An insurance license is truly a license to steal, and done well, almost without risk of detection or punishment. There is little in the way of hard statistics nationally, so actual knowledge of the incidence is poor to nonexistent. In addition, the wheels of insurance regulatory departments grind very slowly indeed, such that guilty agents sometimes continue with suspected thefts for years, and face mild discipline at worst upon conviction. It is generally felt that the opportunities for independent agents to steal are somewhat greater, as the captive agents are more closely controlled by their carriers. The very large commercial brokers are not immune, some having been charged with stealing tens of millions in client premiums.

Clearly the web has exploded opportunities for premium theft. Internet-based fraud doesn't even require so much as a license. If you are inclined to pay premium to a site without verifying its real-world existence, your entrepreneurial days are surely numbered.

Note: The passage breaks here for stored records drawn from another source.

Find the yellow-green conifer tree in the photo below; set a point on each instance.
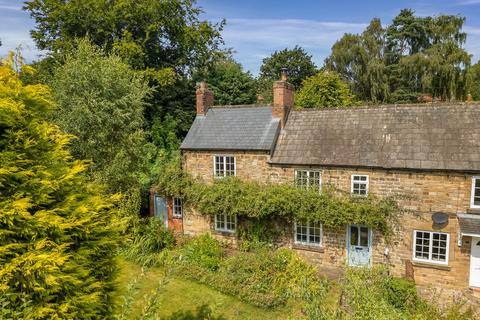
(56, 236)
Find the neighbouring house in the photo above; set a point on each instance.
(428, 151)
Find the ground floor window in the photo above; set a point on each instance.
(177, 208)
(430, 246)
(225, 223)
(308, 233)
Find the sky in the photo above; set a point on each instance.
(257, 28)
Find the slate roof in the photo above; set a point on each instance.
(233, 128)
(469, 223)
(427, 136)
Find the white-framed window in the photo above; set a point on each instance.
(308, 233)
(177, 208)
(359, 184)
(225, 223)
(308, 179)
(430, 246)
(224, 166)
(475, 198)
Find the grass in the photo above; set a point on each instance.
(184, 299)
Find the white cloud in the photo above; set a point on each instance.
(12, 5)
(255, 39)
(468, 2)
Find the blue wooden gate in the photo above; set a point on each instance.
(359, 245)
(161, 211)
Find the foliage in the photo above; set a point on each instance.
(324, 90)
(371, 293)
(299, 66)
(203, 252)
(399, 292)
(183, 298)
(258, 233)
(57, 240)
(298, 62)
(101, 101)
(230, 84)
(253, 200)
(410, 57)
(233, 196)
(474, 81)
(146, 33)
(149, 238)
(262, 277)
(167, 41)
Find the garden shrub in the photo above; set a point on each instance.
(202, 251)
(262, 277)
(371, 293)
(400, 293)
(149, 238)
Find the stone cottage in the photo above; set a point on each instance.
(430, 152)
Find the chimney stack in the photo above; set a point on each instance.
(469, 98)
(204, 98)
(282, 98)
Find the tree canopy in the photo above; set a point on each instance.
(146, 33)
(230, 84)
(324, 90)
(57, 242)
(101, 101)
(297, 62)
(410, 57)
(474, 81)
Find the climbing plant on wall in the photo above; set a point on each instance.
(233, 196)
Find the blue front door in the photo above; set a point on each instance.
(161, 211)
(359, 245)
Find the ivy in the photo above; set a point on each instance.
(248, 199)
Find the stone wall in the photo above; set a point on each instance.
(423, 193)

Along with the internet explosion, inexpensive printing technology has enabled anyone with a PC & very basic graphics editing ability to produce pretty much any document they want.

The most common scenarios involve agents who collect money & simply never place insurance policies. This is highly lucrative, but carries with it the decided risk that claims may occur and that the theft will be exposed. While it is almost certainly the most common scheme, there are far less risky methods. Agents also victimize premium finance companies by fabricating premium loan applications on nonexistent insurance, keeping the money. Agents can also create fictitious clients and applications to obtain commissions from unsuspecting insurance carriers.

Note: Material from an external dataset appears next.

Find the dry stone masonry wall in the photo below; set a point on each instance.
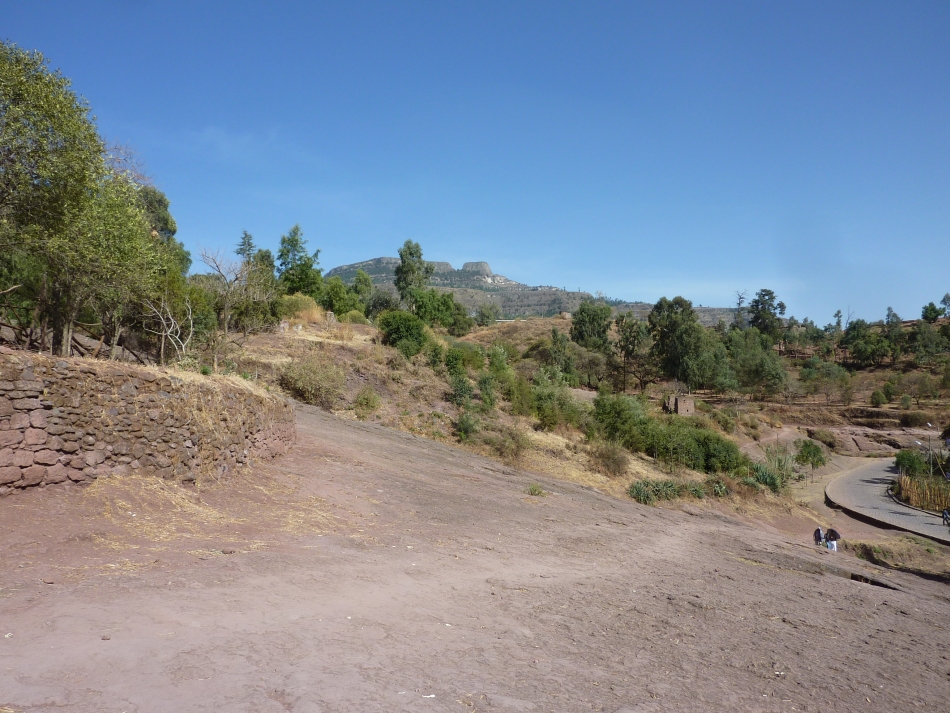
(76, 420)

One recently-arrested California broker reportedly has issued more than 2,700 - yes that's 2700 - fake policies to various entertainment, special events and sports clients since early 2001. He reportedly pocketed more than $3.8 Million in the first two years.

It would never occur to some policyholders to simply look at the actual policy to see whether the amount they paid in premium matches the policy, or whether any erasures or alterations have been made to the premium figures. (Other policyholders probably don't even so much as follow through to be certain an actual insurance policy is supplied by the agent.) While certain fees, taxes or other charges may be legitimately billed in addition to the policy premium, the amount listed as pure premium on your policy should always match the premium amount listed on your invoice. Anything billed in excess of the listed premium should be separately itemized & explained.

It is astonishing how often commercial insurance clients pay their premium invoices twice.

Premium audits, vehicle changes, deletions, and any number of other endorsement changes may produce large credits which do not find their way back to policyholders. In many cases, the client is unaware that such credits even exist. An agent who withholds return premium from his client knows that upon discovery, he merely has to make the payment to avoid any further question, and can pass it off as an "accounting" error.